Mais ce qui est le plus touchant, c’est de constater que le spectateur est rivé à son siège, retenant son souffle devant la caresse des mots, les phrases brillantes, les double entendres, ou si vous préférez les doubles-sens, chers à la dramaturgie d’une certain époque.

D’une part, tous les comédiens et comédiennes brillent par leur enthousiasme, soulignons néanmoins la ferveur, la clarté dans la voix, la projection et le timbre bien défini d’Espoir Akati Segbeaya. Brillante.

Nell Gwynn, parmi les pionnières de la scène dramatique, évacuant des siècles d’injustice. Et dans le cas de la version Swale/Jackson, une tombée de rideau où le vedettariat ne compte plus. Toutes et tous sont égaux. L’ovation debout est gracieusement méritée.

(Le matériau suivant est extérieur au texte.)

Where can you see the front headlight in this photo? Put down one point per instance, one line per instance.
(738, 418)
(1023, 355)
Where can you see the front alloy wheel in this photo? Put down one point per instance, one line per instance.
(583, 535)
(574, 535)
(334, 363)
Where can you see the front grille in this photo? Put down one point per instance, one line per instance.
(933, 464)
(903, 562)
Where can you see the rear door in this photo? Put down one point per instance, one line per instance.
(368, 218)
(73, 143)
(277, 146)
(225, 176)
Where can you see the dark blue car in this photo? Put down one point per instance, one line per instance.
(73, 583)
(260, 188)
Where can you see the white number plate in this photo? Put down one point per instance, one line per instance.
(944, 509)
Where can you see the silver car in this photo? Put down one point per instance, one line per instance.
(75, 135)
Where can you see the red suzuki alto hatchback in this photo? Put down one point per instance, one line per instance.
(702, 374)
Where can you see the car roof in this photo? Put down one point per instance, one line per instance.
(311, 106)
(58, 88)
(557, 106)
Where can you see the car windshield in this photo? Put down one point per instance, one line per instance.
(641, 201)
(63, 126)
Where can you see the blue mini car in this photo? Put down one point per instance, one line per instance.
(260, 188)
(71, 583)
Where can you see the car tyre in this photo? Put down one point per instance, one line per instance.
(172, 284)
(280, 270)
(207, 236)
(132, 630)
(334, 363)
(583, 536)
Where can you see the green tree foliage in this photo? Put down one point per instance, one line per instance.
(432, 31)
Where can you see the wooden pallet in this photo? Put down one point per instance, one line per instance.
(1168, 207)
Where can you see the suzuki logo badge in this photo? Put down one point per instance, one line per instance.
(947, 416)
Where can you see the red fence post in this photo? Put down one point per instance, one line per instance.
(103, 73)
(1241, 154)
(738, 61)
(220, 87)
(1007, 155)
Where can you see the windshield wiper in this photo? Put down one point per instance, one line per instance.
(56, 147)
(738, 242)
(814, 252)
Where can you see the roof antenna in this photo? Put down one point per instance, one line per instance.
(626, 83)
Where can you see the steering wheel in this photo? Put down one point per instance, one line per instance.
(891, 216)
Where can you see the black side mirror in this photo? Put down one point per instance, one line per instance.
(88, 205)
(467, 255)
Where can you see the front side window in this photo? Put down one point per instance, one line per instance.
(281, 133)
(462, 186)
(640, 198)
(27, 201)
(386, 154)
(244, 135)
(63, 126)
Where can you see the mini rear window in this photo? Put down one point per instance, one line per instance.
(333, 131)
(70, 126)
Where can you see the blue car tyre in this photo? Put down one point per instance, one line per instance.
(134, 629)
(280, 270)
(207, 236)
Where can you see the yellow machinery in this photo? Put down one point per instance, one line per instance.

ÉQUIPE PARTIELLE DE CRÉATION
Texte
Jessica Swale

Mise en scène
Krista Jackson

Assistée de
Angelica Schwartz

Scénographie
Jawon Kang

Costumes
Alison Helmer

Éclairages
Katherine Kellner

Concept-vidéo
Christian Horosszczak

Concept-son
Michael Wanless

Interprètes
Michael Bell, Brynn Tyra Godenir

Todd Houseman, Brontae Hunter
Ray Jacildo, Patrick Forrest Jeffrey
Wahsonti: io Kirby, Sadie Laflamme Snow
Talijah Levene, Erin Loretta Mackey
Drew Moore, Erika Prevost
Savion Roach, Espoir Akati Segbeaya

Production
École national de théâtre

Durée
2 h 20 min
[ Incl. 1 entracte ]

Représentations @
Jusqu’au 29 février 2020

Monument-National

ÉTOILES FILANTES
★★★★★ Exceptionnel. ★★★★ Très Bon. ★★★ Bon.
★★ Moyen. Mauvais. 0 Nul.
½ [ Entre-deux-cotes ]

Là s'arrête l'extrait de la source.